FEDERAL environment minister Sussan Ley deserves plaudits for sticking to sound evidence-based principles and approving four coal mine projects in New South Wales.
Ley gives coal a fair go Ley gives coal a fair go Ley gives coal a fair go Ley gives coal a fair go Ley gives coal a fair go

The minister has a responsibility to make decision based on Australian law.

This is happening at a time that the federal government is coming under increasing pressure to toe the line of the renewables lobby and accept net zero targets for 2050.

It is a triumph of Australia's highly respected environmental regulatory system over a dogmatic climate change ideology dictated to us by overseas governments who have their own agendas.

Ley has approved - with strict conditions - Wollongong Coal's Russell Vale expansion, Whitehaven Coal's Vickery extension, Simec Mining's Tahmoor South project, and Glencore's Mangoola expansion.   

These projects are all extensions of existing projects and provide employment certainty to thousands of workers and the regional communities they live in.

They represent a significant amount of investment capital and reflect a commitment to Australia's coal industry and the confidence in the regulatory system to deal fairly with their applications.

Mangoola's approval will allow for an extension of operation for another eight years, mining at the rate of 13.5 million tonnes per annum.

Whitehaven was allowed to modify its approved Vickery coal project to operate as an up to 10Mtpa open cut metallurgical and thermal coal mine, with onsite processing and rail infrastructure.

Ley approved the $607 million project under the federal government's Environment Protection and Biodiversity Conservation Act with 37 conditions.

Tahmoor Coal, a subsidiary of Simec Mining, gained approval to extract 33Mt of run-of-mine coal over 10 years from 12 longwall panels to the south of its existing operations.

Wollongong Coal's Russell Vale Revised Underground Expansion project in the Illawarra region will allow underground mining operations to resume after the mine was locked up in care and maintenance for months.
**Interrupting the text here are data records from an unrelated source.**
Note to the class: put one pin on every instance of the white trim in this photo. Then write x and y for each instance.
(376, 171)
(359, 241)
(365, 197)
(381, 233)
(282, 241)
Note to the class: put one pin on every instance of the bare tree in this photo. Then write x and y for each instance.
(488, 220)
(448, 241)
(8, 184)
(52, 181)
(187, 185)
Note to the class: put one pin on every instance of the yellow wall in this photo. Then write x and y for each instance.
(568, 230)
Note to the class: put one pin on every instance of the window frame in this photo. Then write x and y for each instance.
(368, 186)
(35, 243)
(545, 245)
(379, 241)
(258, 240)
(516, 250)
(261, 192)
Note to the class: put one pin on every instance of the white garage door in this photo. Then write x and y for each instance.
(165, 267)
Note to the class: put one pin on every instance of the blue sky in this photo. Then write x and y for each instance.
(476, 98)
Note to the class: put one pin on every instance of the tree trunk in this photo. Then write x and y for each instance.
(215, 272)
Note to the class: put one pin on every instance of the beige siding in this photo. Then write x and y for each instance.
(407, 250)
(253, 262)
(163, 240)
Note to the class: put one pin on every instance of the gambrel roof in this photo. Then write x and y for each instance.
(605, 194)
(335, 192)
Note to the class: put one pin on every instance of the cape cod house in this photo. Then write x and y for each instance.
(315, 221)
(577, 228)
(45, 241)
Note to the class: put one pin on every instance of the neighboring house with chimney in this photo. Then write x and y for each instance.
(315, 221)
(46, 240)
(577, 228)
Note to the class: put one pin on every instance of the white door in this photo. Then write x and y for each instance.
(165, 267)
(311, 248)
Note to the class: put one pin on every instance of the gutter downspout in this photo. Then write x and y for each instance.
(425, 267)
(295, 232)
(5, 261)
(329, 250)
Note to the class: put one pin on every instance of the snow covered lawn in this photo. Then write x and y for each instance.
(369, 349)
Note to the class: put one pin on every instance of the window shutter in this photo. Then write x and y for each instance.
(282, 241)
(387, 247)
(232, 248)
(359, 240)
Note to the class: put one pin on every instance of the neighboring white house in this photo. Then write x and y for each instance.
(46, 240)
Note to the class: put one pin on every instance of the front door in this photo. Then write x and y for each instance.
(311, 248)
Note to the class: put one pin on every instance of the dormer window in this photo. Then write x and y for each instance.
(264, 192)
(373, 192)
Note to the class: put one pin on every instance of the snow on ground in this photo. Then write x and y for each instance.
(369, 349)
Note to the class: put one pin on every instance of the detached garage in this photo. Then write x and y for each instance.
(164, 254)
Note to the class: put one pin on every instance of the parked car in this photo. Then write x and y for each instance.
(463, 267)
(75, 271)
All worthy projects - but this has not stopped the environmentalist lobby from making ad hominem attacks on Ley.

Lock the Gate Alliance spokeswoman Georgina Woods said it appeared Ley was "abandoning Australian children who would be forced to live with the climate harms she had helped create".

"Glencore's Mangoola coal mine expansion was opposed by Muswellbrook council and local landholders because of its unacceptable social and environmental impacts," she said.
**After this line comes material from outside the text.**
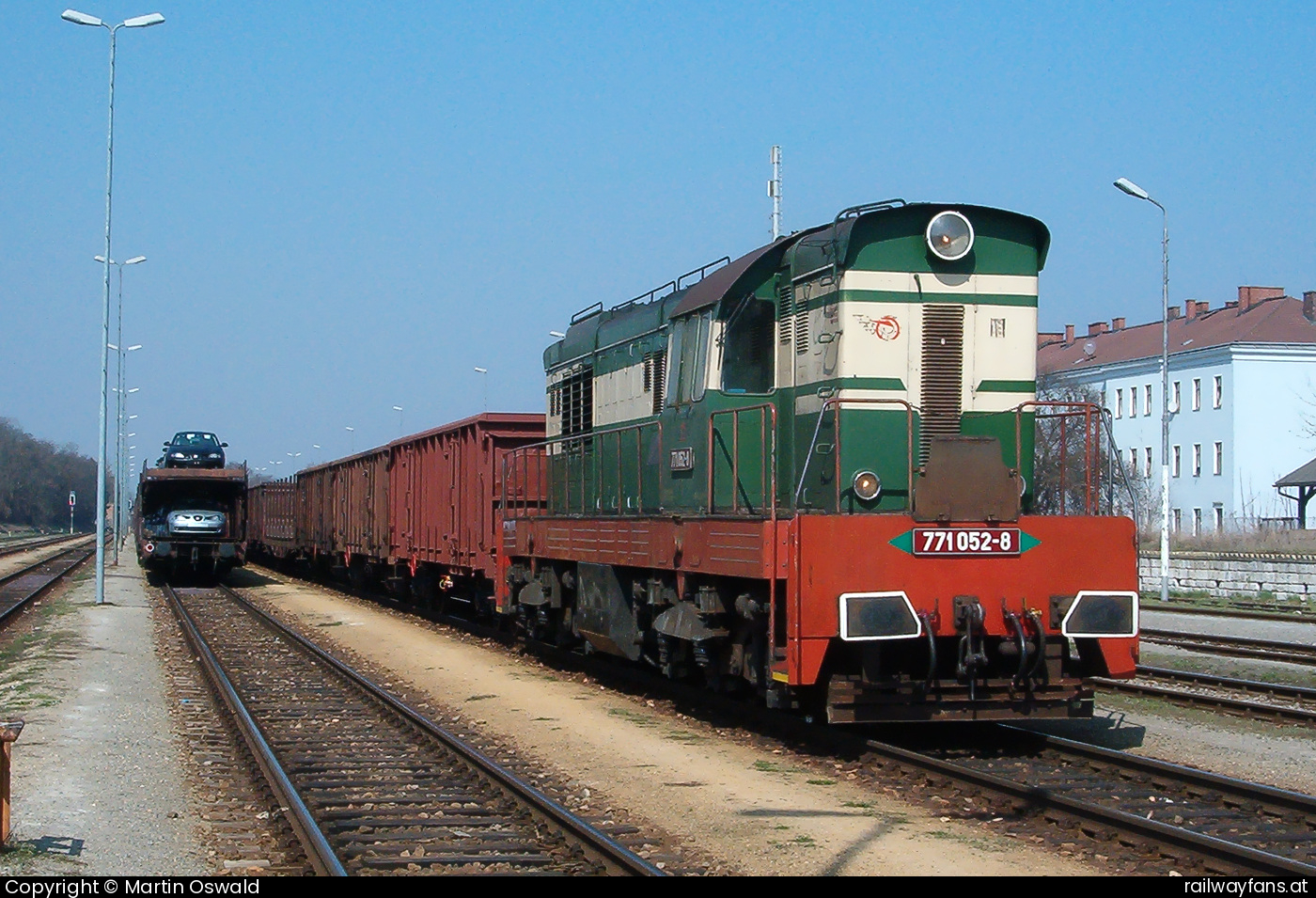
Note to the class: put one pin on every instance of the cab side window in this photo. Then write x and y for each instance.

"But the Morrison government seems more interested in allowing Glencore to make a few extra million out of exploiting the Hunter Valley than it is in the welfare of the community and the land.

"These decisions come just weeks before pivotal global climate change negotiations at Glasgow."

The minister has a responsibility to make decision based on Australian law and regulations in her own sovereign jurisdiction in the national interest - not kow-tow to foreign governments' expectations and the might of the trillion-dollar renewables industry.